As opções econômicas são diversas, mas me concentro em imaginar a eficácia da aplicação de penas singelas e, ao mesmo tempo, de alto caráter regenerativo. Dificilmente boa parte de homens e mulheres presos às árvores voltaria com ganas ao convívio da comunidade sem antes passar uns dias em casa, refletindo sobre deslizes e comentários que os seguiriam em qualquer lugar. Se entrassem no super-mercado, alguém rapidamente os reconheceria. Se parassem na fila da farmácia, do posto de combustíveis ou do açougue, o silêncio geral e os olhares inquietos denunciariam o contraventor.


A situação mais cômica ficaria a cargo das crianças que, na escola, nas associações ou nas ruas, alardeariam a presença – transitória ou permanente – do sujeito ou da madame: - A senhora não é aquela que estava amarrada durante o fim de semana no pinheiro do cruzamento da rua 13 de maio com a Coronel Albino?
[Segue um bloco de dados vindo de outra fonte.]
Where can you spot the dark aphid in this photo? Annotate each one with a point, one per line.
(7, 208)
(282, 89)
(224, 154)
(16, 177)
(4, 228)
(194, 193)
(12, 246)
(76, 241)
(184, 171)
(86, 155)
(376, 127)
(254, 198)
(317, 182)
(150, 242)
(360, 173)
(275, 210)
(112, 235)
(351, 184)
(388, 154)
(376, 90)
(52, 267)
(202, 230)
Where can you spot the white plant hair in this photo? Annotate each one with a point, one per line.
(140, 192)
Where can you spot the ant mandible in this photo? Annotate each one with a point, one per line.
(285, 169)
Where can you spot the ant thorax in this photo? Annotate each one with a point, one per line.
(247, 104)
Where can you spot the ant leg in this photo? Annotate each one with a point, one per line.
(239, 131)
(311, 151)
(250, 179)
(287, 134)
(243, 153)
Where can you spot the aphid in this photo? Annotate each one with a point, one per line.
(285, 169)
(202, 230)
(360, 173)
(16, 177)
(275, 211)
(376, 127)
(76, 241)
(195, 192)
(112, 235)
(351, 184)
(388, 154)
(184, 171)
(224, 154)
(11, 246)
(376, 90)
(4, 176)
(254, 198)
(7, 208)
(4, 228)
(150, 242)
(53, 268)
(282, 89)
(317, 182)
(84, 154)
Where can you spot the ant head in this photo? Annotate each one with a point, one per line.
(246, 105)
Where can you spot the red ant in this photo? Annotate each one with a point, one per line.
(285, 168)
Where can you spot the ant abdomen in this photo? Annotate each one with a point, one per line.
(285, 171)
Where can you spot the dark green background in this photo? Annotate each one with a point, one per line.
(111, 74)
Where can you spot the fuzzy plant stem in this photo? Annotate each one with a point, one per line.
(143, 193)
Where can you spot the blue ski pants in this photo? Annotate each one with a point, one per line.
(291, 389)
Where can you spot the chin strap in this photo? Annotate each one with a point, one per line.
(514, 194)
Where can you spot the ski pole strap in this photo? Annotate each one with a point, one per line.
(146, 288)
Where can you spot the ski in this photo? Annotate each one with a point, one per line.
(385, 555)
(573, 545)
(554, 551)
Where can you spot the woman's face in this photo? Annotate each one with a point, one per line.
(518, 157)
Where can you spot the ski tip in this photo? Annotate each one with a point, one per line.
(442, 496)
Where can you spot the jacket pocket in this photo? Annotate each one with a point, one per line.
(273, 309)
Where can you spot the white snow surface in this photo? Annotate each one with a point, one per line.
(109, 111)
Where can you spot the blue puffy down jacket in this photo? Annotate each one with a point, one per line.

A mulher ruborizaria ou, tomando os ares modernos em que nos encontramos, confirmaria com grande estardalhaço a falta cometida e sairia aplaudida pelos meninos, estupefatos em constatarem alguém tão regenerada e reintegrada ao convívio social.


Claro que, além do lado jurídico e econômico, os âmbitos educacional e ambiental ganhariam destaque à medida que os casos descobertos demandassem aplicação maior das penas e, em pouco tempo, os canteiros das ruas, das avenidas e das praças resplandeceriam de ipês coloridos, de roseiras, de flamboyants. Goiabeiras, macieiras, jabuticabeiras, pés de acerola, de seriguela e carambolas também comporiam a lista, facilitando a vida de quem, mãos amarradas, comeria as frutas naturalmente nascidas enquanto esperasse o fim da pena.


O único ponto preocupante é que, como ressaltou um amigo teólogo, do jeito que as coisas andam, é bem possível que, em pouco tempo, não encontremos mais terras para plantar tantas árvores.


*Publicado originalmente na coluna Ficções, Caderno Tem!, do Oeste Notícias (Presidente Prudente – SP) de 1 de junho de 2012.